Texture features measure the smoothness, coarseness, and regularity of pixels in an image. The extracted texture descriptors quantify the mutual relationship among intensity values of neighboring pixels repeated over an area larger than the size of the relationship [30, 31]. There are several texture descriptors available in the literature [31]. We have chosen the following features:

Deviation

Let f(i) where (i = 1, 2, …, n) be the number of points whose intensity is i in the image and A x be the area of the image. The occurrence probability of intensity i in the image is given by \( h(i)=f(i)/{A}_x. \) The standard deviation is given by

$$ Deviation:\sigma ={\displaystyle \sum}_{i=1}^n{\left(i-\mu \right)}^2h(i) $$
(1)

where μ = mean of intensities.

Fractal Dimension (FD)

Theoretically, shapes of fractal objects remain invariant under successive magnification or shrinking of objects. Since texture is usually a scale-dependent measure [32], using fractal descriptors can alleviate this dependency. A basic parameter of a fractal set is called the fractal dimension (FD). FD indicates the roughness or irregularity in the pixel intensities of the image. Visual inspection of the benign and malignant images in Fig. 2 shows that there are differences in the regularity of pixel intensities in both classes. We have hence used FD as a measure to quantify this irregularity. The larger the FD value, the rougher the appearance of the image. Consider a surface S in Euclidean n-space. This surface is self-similar if it is the union of N r nonoverlapping copies of itself scaled up or down by a factor of r. Mathematically, FD is computed [33, 34] using the following formula:

$$ FD=\frac{ log{N}_r}{ log\left(\frac{1}{r}\right)} $$
(2)

In this work, we used the modified differential box counting with sequential algorithm to calculate FD [34]. The input of the algorithm is the grayscale image where the grid size is in the power of 2 for efficient computation. Maximum and minimum intensities for each (2 × 2) box are obtained to sum their difference, which gives the M and r by

$$ r=\frac{s}{M} $$
(3)

where M = min(R, C), s is the scale factor, and R and C are the number of rows and columns, respectively. When the grid size gets doubled, R and C reduce to half of their original value and above procedure is repeated iteratively until max(R, C) is greater than 2. Linear regression model is used to fit the line from plot log(N r ) vs. log(1/r) and the slope gives the FD as

$$ log\kern0.1em {N}_r= FD\kern0.2em log\left(\frac{1}{r}\right) $$
(4)

Gray-Level Co-occurrence Matrix (GLCM)

The elements of a Gray-Level Co-occurrence Matrix (GLCM) are made up of the relative number of times the gray-level pair (a, b) occurs when pixels are separated by the distance (a, b) = (1, 0). The GLCM of an m × n image can be defined by [35]

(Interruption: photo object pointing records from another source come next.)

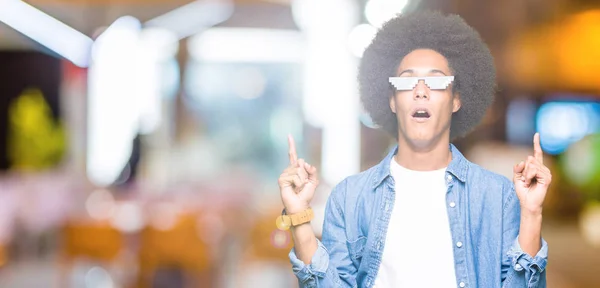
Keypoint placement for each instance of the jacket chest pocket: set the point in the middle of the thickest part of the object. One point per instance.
(356, 249)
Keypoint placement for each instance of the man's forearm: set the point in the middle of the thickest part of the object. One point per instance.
(305, 242)
(530, 232)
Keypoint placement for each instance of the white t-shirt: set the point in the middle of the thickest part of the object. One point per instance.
(418, 248)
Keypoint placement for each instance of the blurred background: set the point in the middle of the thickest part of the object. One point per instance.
(141, 140)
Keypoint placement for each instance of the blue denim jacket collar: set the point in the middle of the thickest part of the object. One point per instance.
(458, 166)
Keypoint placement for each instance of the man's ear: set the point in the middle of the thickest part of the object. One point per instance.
(456, 104)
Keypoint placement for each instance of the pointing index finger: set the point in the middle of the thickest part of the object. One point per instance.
(292, 151)
(537, 148)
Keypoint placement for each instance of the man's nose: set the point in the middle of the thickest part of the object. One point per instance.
(421, 90)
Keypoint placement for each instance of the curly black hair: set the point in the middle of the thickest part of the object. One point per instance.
(468, 56)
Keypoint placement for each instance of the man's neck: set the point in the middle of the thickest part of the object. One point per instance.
(430, 158)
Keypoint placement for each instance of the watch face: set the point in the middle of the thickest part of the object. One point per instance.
(283, 223)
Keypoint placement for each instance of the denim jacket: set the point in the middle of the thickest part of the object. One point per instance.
(483, 211)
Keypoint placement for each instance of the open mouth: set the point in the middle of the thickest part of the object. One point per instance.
(421, 113)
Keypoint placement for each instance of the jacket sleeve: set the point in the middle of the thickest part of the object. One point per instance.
(519, 269)
(331, 265)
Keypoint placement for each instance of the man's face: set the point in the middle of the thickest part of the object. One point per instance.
(424, 114)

$$ {C}_d\left(i,j\right)=\left|\left\{\begin{array}{l}\left(a,b\right),\left(a+\varDelta x,b+\varDelta y\right):I\left(a,b\right)=i,\\ {}I\left(a+\varDelta x,b+\varDelta y\right)=j\end{array}\right\}\right| $$
(5)

where (a,b), (a + Δx, b + Δy) ∈ M × N, d = (Δx, Δy). | ⋅ | denotes the cardinality of a set. The probability of a pixel with a gray-level value i having a pixel with a gray-level value j at a (Δx, Δy) distance away in an image is

$$ {P}_d\left(i,j\right)=\frac{C_d\left(i,j\right)}{{\displaystyle \sum}_i{\displaystyle \sum}_j{C}_d\left(i,j\right)} $$
(6)

We calculated the following features:

$$ Entropy(E)=-{\displaystyle \sum}_i{\displaystyle \sum}_j{P}_d\left(i,j\right)\times ln\left[{P}_d\left(i,j\right)\right] $$
(7)
$$ Fourth\; moment\left({m}_4\right)={\displaystyle \sum}_i{\displaystyle \sum}_j{\left(i-j\right)}^4{P}_d\left(i,j\right) $$
(8)

Run Length Matrix

The run length matrix P θ (i,j) contains the number of elements where gray level “i” has the run length “j” continuous in direction θ [36]. In this work, run length matrices of θ = 0°, 45°, 90°, and 135° were calculated to get the following feature: [37]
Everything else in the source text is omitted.